First, the Fed does not “set” interest rates in any market, including the fed funds market. Interest rates consist of the ratio of future money to current money. As a ratio— calculated from two independent variables — an interest rate is a dependent variable. No one can set or determine any interest rate directly. One or more of the dependent variables must change for an interest rate to change.
Second, participation in the Fed funds market is limited to financial institutions that have accounts with the Fed. As a closed market, the total number of dollars borrowed equals the total number of dollars lent. Net lending in the fed funds market equals zero. Thus, the level of total excess reserves does not affect rates. It’s the interbank imbalances in reserve accounts that cause fed funds borrowing. So what determines interest rates?
Third, because of the closed nature of the Fed funds market, the Fed funds rate is determined by the relative levels of excess reserves between banks in the system. To discover the determinants of fed funds rates, you must examine the factors affecting those relative excess reserve balances.

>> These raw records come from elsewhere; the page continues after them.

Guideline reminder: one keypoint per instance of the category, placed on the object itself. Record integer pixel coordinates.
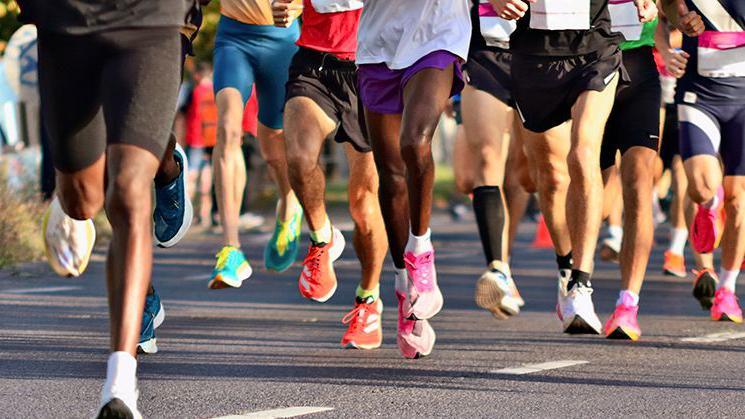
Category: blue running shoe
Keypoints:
(173, 210)
(152, 318)
(231, 269)
(281, 251)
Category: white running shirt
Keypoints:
(400, 32)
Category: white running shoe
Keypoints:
(68, 242)
(575, 308)
(494, 293)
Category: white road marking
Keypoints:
(715, 337)
(40, 290)
(289, 412)
(531, 368)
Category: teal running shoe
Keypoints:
(281, 251)
(231, 269)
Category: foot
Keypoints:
(704, 287)
(68, 242)
(415, 338)
(424, 299)
(623, 323)
(575, 308)
(674, 265)
(494, 293)
(726, 306)
(318, 280)
(173, 212)
(707, 226)
(231, 269)
(152, 318)
(365, 330)
(281, 250)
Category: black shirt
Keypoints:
(561, 43)
(79, 17)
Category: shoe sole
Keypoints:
(578, 326)
(704, 290)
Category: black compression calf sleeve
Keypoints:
(489, 209)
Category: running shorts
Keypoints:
(546, 88)
(332, 84)
(714, 129)
(114, 87)
(488, 70)
(246, 54)
(635, 118)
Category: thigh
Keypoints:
(141, 81)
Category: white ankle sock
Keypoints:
(121, 379)
(627, 297)
(678, 238)
(727, 279)
(419, 244)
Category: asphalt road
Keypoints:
(263, 347)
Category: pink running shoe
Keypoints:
(622, 324)
(726, 306)
(415, 338)
(707, 226)
(424, 299)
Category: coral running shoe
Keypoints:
(674, 265)
(705, 286)
(415, 338)
(318, 280)
(623, 323)
(424, 298)
(707, 226)
(365, 330)
(68, 242)
(231, 269)
(726, 306)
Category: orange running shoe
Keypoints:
(674, 265)
(365, 330)
(318, 280)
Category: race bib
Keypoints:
(721, 54)
(495, 30)
(625, 19)
(334, 6)
(557, 15)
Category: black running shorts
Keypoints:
(332, 84)
(488, 70)
(635, 118)
(546, 88)
(114, 87)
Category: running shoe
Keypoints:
(68, 242)
(424, 298)
(707, 226)
(231, 269)
(494, 293)
(281, 251)
(705, 286)
(674, 265)
(623, 323)
(152, 318)
(173, 212)
(365, 330)
(575, 308)
(726, 306)
(318, 280)
(415, 338)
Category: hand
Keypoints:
(284, 12)
(647, 10)
(675, 62)
(511, 9)
(690, 23)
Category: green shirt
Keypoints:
(646, 39)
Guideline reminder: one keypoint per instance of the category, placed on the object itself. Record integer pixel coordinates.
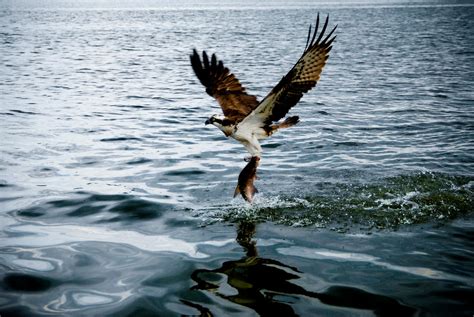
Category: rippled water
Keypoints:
(117, 199)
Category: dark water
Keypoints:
(116, 199)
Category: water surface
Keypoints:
(117, 199)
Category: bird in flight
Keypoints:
(248, 120)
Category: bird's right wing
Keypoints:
(300, 79)
(221, 84)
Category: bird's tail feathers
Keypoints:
(288, 122)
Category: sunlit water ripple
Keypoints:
(117, 199)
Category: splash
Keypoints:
(387, 204)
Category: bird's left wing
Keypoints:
(221, 84)
(300, 79)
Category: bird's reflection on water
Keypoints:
(267, 287)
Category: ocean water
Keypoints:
(116, 199)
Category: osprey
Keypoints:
(245, 118)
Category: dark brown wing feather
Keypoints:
(221, 84)
(300, 79)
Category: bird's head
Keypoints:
(220, 121)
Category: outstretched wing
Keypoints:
(221, 84)
(299, 80)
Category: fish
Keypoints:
(247, 176)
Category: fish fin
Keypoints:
(237, 190)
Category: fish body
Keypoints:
(247, 177)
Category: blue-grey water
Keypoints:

Those factors can include Fed open market activities, which either increase or decrease excess reserves in individual banks; the demand for bank funds (i.e., deposit liabilities); or the willingness of banks to create more deposits for the purchase of notes.
Fourth, with a banking system awash in excess reserves, what would cause rates to change? How many securities would the Fed need to sell to have the slightest effect on the Fed funds rate? A lot. Simply announcing a rate hike does not change that. The Fed funds rate is zero because banks don’t need reserves. Fed action has not changed that.